Evidence & References
Formula & Equations
Each clinical variable contributes a weighted point score. Points are summed to produce the total AKI risk score. The weights reflect the relative contribution of each variable to AKI risk based on published dengue cohort data and observational studies.
Point Assignments
| Variable | Finding | Points |
|---|---|---|
| Illness Day | Day 1–3 (Febrile phase) | +1 |
| Day 4–6 (Critical phase) | +2 | |
| Day 7+ (Recovery phase) | 0 (flag only) | |
| Platelet Count | 100,000–149,000/µL | +1 |
| 50,000–99,999/µL (moderate thrombocytopenia) | +2 | |
| 20,000–49,999/µL (severe thrombocytopenia) | +2 (cumulative) | |
| <20,000/µL (critical thrombocytopenia) | +3 | |
| Serum Creatinine | 1.0–1.3 mg/dL (borderline) | +1 |
| >1.3–2.0 mg/dL (early AKI signal) | +2 | |
| >2.0–3.0 mg/dL (significant AKI) | +3 | |
| >3.0 mg/dL (Stage 3 AKI likely) | +4 | |
| Hematocrit Change | Rise 10–20% from baseline | +1 |
| Rise >20% from baseline | +2 | |
| Pre-existing CKD | Stage 1–2 (eGFR >60) | +1 |
| Stage 3 (eGFR 30–59) | +2 | |
| Stage 4–5 (eGFR <30) | +3 | |
| Warning Signs | One warning sign | +1 |
| Two or more warning signs | +2 | |
| Severe sign (shock / no urine / bleeding) | +4 |
Risk Bands
| Total Score | AKI Risk Tier | Management Trigger |
|---|---|---|
| 0–2 | Low | Oral hydration; CBC recheck in 24h; ER if warning signs develop |
| 3–5 | Moderate | ER or clinic evaluation; creatinine + urinalysis; IV access; admission consideration |
| ≥6 | High | ER admission; creatinine + K+ + CPK; nephrology consult; do not manage at home |
Evidence & References
The risk variables and clinical thresholds used in this estimator are grounded in published dengue cohort studies and WHO dengue management guidelines. The AKI incidence, risk factors, and outcomes data derive primarily from Southeast Asian retrospective cohorts, including studies from Malaysia, Thailand, and the Philippines. The point weights reflect the relative odds ratios reported in the Mallhi et al. 2015 determinants study and WHO 2009 classification of dengue severity.

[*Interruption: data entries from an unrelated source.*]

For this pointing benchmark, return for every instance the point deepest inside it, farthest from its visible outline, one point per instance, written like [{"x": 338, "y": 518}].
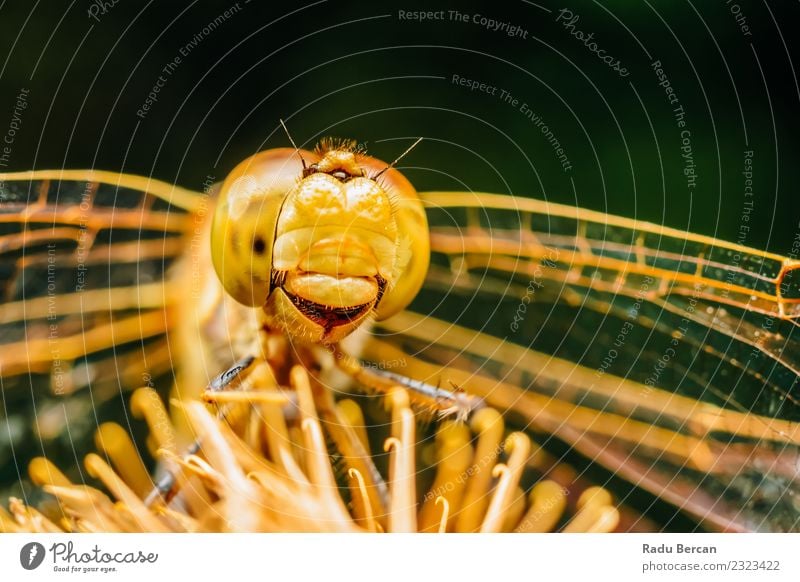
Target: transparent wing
[
  {"x": 84, "y": 263},
  {"x": 668, "y": 358}
]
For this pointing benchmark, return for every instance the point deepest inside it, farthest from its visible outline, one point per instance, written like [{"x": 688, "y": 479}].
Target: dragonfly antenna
[
  {"x": 400, "y": 157},
  {"x": 294, "y": 145}
]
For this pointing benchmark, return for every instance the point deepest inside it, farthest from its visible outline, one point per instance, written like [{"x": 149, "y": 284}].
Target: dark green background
[{"x": 357, "y": 70}]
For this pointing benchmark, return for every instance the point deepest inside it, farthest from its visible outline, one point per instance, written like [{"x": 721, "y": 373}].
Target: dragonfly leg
[
  {"x": 164, "y": 488},
  {"x": 441, "y": 401}
]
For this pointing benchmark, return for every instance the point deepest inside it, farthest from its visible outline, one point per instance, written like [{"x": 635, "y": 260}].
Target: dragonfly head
[{"x": 315, "y": 242}]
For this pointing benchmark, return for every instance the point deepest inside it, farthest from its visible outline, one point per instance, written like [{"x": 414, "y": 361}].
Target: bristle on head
[{"x": 328, "y": 144}]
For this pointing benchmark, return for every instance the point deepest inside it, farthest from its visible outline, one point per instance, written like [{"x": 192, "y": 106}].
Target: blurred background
[
  {"x": 650, "y": 110},
  {"x": 375, "y": 72}
]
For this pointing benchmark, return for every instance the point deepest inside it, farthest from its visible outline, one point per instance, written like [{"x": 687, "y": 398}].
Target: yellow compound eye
[
  {"x": 243, "y": 231},
  {"x": 320, "y": 248},
  {"x": 413, "y": 239}
]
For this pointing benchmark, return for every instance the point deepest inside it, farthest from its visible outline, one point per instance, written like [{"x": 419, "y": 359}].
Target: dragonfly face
[{"x": 320, "y": 247}]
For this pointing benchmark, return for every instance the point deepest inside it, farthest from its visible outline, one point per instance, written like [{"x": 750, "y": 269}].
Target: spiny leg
[{"x": 165, "y": 485}]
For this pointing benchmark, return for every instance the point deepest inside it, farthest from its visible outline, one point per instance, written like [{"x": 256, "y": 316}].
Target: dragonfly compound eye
[{"x": 321, "y": 255}]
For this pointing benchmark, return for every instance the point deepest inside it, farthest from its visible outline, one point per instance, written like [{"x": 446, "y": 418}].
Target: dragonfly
[{"x": 649, "y": 356}]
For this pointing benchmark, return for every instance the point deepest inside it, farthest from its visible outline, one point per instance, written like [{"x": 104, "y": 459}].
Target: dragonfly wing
[
  {"x": 669, "y": 358},
  {"x": 85, "y": 258}
]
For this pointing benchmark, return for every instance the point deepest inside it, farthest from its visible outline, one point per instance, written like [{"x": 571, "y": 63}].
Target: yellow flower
[{"x": 267, "y": 467}]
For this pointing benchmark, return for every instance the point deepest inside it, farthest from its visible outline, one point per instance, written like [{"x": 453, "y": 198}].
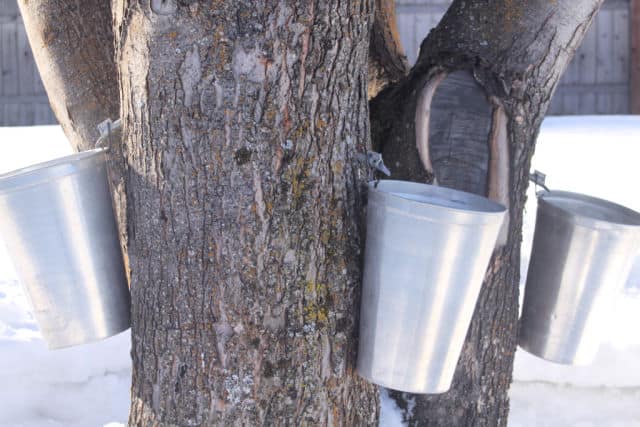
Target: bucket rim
[
  {"x": 623, "y": 217},
  {"x": 474, "y": 203},
  {"x": 47, "y": 170}
]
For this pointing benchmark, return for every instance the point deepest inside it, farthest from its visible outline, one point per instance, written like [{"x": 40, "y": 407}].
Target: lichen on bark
[{"x": 243, "y": 122}]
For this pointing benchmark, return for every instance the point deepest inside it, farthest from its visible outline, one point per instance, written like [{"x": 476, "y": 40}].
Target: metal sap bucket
[
  {"x": 58, "y": 224},
  {"x": 427, "y": 250},
  {"x": 583, "y": 251}
]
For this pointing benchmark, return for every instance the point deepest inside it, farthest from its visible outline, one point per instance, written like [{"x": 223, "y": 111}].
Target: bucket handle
[{"x": 105, "y": 127}]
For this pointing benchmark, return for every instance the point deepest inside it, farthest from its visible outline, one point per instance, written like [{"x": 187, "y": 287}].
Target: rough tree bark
[
  {"x": 72, "y": 43},
  {"x": 467, "y": 117},
  {"x": 73, "y": 46},
  {"x": 243, "y": 122}
]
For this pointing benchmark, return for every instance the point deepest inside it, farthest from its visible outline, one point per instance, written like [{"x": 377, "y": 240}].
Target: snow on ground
[{"x": 89, "y": 385}]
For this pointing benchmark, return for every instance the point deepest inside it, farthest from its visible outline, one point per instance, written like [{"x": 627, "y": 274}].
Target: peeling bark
[
  {"x": 387, "y": 61},
  {"x": 516, "y": 52},
  {"x": 243, "y": 123}
]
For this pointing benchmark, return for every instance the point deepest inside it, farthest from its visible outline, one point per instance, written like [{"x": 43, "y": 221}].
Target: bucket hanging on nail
[
  {"x": 57, "y": 221},
  {"x": 427, "y": 251},
  {"x": 583, "y": 251}
]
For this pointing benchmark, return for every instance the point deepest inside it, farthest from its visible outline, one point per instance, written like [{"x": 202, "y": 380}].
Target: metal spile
[
  {"x": 427, "y": 251},
  {"x": 58, "y": 223},
  {"x": 583, "y": 251}
]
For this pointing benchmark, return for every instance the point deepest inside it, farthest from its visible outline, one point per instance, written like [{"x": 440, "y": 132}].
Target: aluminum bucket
[
  {"x": 427, "y": 251},
  {"x": 57, "y": 221},
  {"x": 583, "y": 251}
]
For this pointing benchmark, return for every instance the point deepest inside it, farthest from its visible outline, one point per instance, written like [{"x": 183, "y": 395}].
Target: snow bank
[
  {"x": 89, "y": 385},
  {"x": 595, "y": 155},
  {"x": 76, "y": 387}
]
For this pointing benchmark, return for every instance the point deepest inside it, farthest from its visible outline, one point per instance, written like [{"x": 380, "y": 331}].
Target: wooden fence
[
  {"x": 596, "y": 82},
  {"x": 23, "y": 100}
]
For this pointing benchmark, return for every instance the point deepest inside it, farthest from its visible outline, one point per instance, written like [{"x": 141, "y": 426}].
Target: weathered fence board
[
  {"x": 23, "y": 100},
  {"x": 596, "y": 82}
]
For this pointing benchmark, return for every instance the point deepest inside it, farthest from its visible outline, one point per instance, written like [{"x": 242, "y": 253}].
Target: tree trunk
[
  {"x": 243, "y": 122},
  {"x": 467, "y": 117},
  {"x": 72, "y": 43},
  {"x": 73, "y": 46}
]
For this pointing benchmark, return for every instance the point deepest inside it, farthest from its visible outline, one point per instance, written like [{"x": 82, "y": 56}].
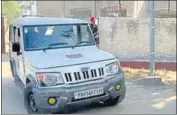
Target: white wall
[{"x": 133, "y": 37}]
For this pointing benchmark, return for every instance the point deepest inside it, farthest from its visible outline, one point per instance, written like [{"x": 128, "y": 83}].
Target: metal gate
[{"x": 2, "y": 36}]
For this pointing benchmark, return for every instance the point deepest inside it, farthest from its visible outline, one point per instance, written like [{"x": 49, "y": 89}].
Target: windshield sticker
[
  {"x": 74, "y": 56},
  {"x": 26, "y": 30},
  {"x": 35, "y": 29},
  {"x": 49, "y": 30}
]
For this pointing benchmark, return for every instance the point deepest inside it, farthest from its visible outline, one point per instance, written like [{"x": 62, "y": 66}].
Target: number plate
[{"x": 88, "y": 93}]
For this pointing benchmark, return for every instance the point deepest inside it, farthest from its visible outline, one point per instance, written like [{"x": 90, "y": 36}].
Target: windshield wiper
[
  {"x": 84, "y": 42},
  {"x": 81, "y": 43},
  {"x": 50, "y": 45}
]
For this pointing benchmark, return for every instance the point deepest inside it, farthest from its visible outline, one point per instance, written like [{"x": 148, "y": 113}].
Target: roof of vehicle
[{"x": 27, "y": 21}]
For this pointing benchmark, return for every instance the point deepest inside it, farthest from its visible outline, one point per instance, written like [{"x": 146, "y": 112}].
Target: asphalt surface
[{"x": 139, "y": 99}]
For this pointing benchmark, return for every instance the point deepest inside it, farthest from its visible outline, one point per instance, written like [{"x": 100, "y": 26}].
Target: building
[{"x": 85, "y": 9}]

- Mallhi TH, Khan AH, Adnan AS, et al. Incidence, characteristics and risk factors of acute kidney injury among dengue patients: a retrospective analysis. BMC Infect Dis. 2015;15:399.
- World Health Organization. Dengue: Guidelines for Diagnosis, Treatment, Prevention and Control. New edition. Geneva: WHO; 2009.
- Oliveira JFP, Burdmann EA. Dengue-associated acute kidney injury. Clin Kidney J. 2015;8(6):681–685.
- Lam PK, Ngoc TV, Thu Thuy TT, et al. The value of daily platelet counts for predicting dengue shock syndrome: results from a prospective observational study of 2301 Vietnamese children with dengue. PLoS Negl Trop Dis. 2017;11(4):e0005498.